Generally, ZEND_INCLUDE_OR_EVAL, ZEND_DO_FCALL, ZEND_DO_FCALL_BY_NAME (see the example function below) and other processing functions are processed using zend_set_user_opcode_handler in extensions.
Attackers exploit the Arbitrary File Upload Vulnerability to upload webshells to directories. When accessing a File Uploaded, you can determine whether the path of the file is in the blacklist or whitelist. If the path does not comply with the blacklist or whitelist rules, it is regarded as an attack and intercepted in time.
Potentially risky functions that can be hooked:

Command Execution class: passthru, system, popen, exec, shell_exec, etc.
File System class: fopen, opendir, dirname, pathinfo, etc.
Database Operations: mysql_query, mysqli_query, etc.

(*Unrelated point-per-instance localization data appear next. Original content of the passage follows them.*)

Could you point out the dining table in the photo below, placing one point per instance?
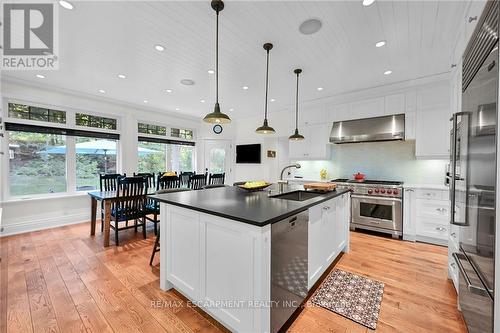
(107, 197)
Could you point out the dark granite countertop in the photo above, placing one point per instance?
(256, 208)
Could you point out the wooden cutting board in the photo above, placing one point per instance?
(320, 186)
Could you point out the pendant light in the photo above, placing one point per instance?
(265, 128)
(296, 136)
(217, 116)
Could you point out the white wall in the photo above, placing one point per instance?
(34, 214)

Callback functions: array_filter, array_reduce, usort, and uksort
Reflection function: ReflectionFunction
PHP extensions are written in pure C and provide the main code for your reference:
# Include "config. h"
# Include "php. h"
# Include "php_ini.h"
# Include "ext/standard/info. h"
# Include "php_waf.h"
Static int le_waf;
Const zend_function_entry waf_functions [] = {
PHP_FE (confirm_waf_compiled, NULL), PHP_FE_END };
Zend_module_entry waf_module_entry = {
# If ZEND_MODULE_API_NO> = 20010901
STANDARD_MODULE_HEADER,
# Endif
"Waf ",
Waf_functions,
PHP_MINIT (waf ),
PHP_MSHUTDOWN (waf ),
PHP_RINIT (waf ),
PHP_RSHUTDOWN (waf ),
PHP_MINFO (waf ),
# If ZEND_MODULE_API_NO> = 20010901
PHP_WAF_VERSION,
# Endif
STANDARD_MODULE_PROPERTIES
};
# Ifdef COMPILE_DL_WAF
ZEND_GET_MODULE (waf );
# Endif
PHP_MINIT_FUNCTION (waf)
{Zend_set_user_opcode_handler (ZEND_INCLUDE_OR_EVAL, manage); // hook eval, etc.
Zend_set_user_opcode_handler (ZEND_DO_FCALL_BY_NAME, manage); // hook Variable Function execution
Zend_set_user_opcode_handler (ZEND_DO_FCALL, manage); // hook Command Execution
Return SUCCESS;
}
Int manage ()/* HOOK processing function */
{Char * filepath = (char *) zend_get_executed_filename (TSRMLS_C );
If (strstr (filepath, "upload")/* determines whether the string "upload" is a sub-string of filepath */
{Php_printf ("Please do not execute malicious code
Execution file path: % s ", filepath );
Return ZEND_USER_OPCODE_RETURN ;}
Else
Return ZEND_USER_OPCODE_DISPATCH;
}
0x04 Summary
In addition to the Webshell detection method used above, there are also network-based detection methods.
For example, the current research focuses on configuring IDS or WAF at the network entrance to detect webshells. Fireeye [28] proposes to use Snort to configure feature rules to detect a single-sentence Trojan. In addition, it configures the ModSecurty core rule set to detect the Webshell upload behavior.
Both methods analyze whether the http request contains special keywords (for example ,,,
To determine whether the attacker is uploading HTML or script files. This method is ineffective for existing webshells.